Well, I do. For starters, here are two things that a hospital’s Board of Trustees could do:

· Become informed about patients killed in its hospital due to medical errors and about malpractice claims filed against the hospital and hold its executive leadership accountable for reducing the incidence of both.

· Hold its executive leadership accountable for assuring that there are clinical protocols in the emergency room for treating strokes and heart attacks and that all physicians follow them.
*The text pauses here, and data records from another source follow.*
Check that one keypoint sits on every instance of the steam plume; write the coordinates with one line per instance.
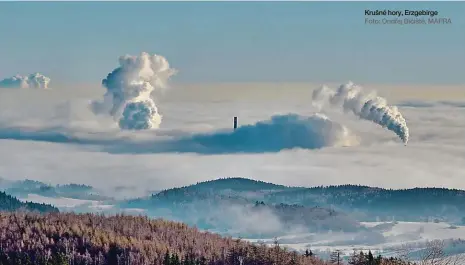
(31, 81)
(131, 90)
(368, 106)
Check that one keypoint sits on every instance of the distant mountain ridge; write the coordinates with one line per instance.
(363, 202)
(21, 189)
(9, 203)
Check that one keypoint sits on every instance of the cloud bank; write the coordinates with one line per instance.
(36, 80)
(278, 133)
(368, 106)
(131, 89)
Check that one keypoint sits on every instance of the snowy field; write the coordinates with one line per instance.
(53, 136)
(399, 237)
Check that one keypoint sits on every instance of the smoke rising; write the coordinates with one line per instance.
(131, 91)
(281, 132)
(368, 106)
(36, 80)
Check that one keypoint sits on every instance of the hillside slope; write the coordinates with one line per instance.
(93, 239)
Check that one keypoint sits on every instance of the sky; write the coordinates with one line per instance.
(80, 42)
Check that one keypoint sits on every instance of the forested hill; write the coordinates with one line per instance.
(10, 203)
(60, 238)
(370, 203)
(416, 204)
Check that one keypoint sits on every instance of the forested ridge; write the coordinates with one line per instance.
(78, 239)
(67, 238)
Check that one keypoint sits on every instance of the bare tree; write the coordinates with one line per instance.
(432, 254)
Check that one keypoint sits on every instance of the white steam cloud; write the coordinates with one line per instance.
(36, 80)
(131, 90)
(368, 106)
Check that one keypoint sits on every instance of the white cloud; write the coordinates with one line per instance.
(31, 81)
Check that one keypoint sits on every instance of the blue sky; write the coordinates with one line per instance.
(233, 41)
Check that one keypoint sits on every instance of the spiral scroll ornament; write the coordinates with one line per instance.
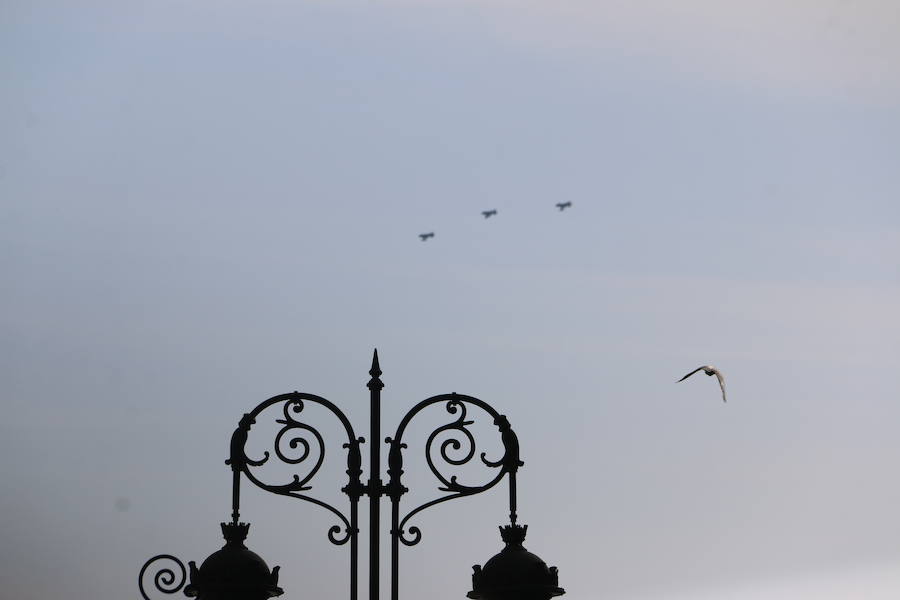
(164, 577)
(454, 445)
(300, 444)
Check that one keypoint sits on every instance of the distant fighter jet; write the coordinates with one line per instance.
(709, 370)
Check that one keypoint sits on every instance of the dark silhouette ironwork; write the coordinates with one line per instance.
(299, 443)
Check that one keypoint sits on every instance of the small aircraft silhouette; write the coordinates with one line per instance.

Speaking of how to go about improving quality, Walter Ettinger, President of UMass Memorial Medical Center is quoted in Tieman’s second article as saying, “This is not rocket science.”

How true.


The Single Payer Concept – Both Futile and Pernicious

It is probably about forty years ago that I first predicted that we would not in our lifetime see a single payer system for financing health care (then more plainly called national health insurance).

My reason was simple enough. Public financing of a social service always has the purpose – or, at least, the consequence – of increasing the amount of money devoted to the support of that service. But a central problem with the American system of health care is that we spend too much money on it already. So spending even more would make that problem even worse.

That consideration helps to explain the fate of the Clinton Health Care Reform proposals of the early 1990’s. Many reasons have been given, but the possibility I find most convincing is that the Congress was not willing to vote the funds needed to fund the Clinton plan. Apparently the logic of reducing cost by spending more money was not persuasive.

So the single payer concept has so far proved to be futile. But it has also been pernicious in the sense that too many people – including leaders and intellectuals in the field - have been fixated on it to the exclusion of the alternatives.

I was reminded of this recently when I undertook to search for a thoughtful critique of the provisions of the recently enacted Medicare Prescription Drug act that are directed towards reducing cost by creating competition between Medicare and private health plans. I have made inquiries in a number of directions and so far have come up with nothing. Competition being a private sector solution, the leading minds of health care seem not to think it worth their attention.

If we are going to make progress in addressing the problems that face health care, we need the help of progressive thinkers in the intellectual community and in industry leadership. They need to apply their minds to possibilities other than single payer, which, it seems all but certain, is simply not going to happen.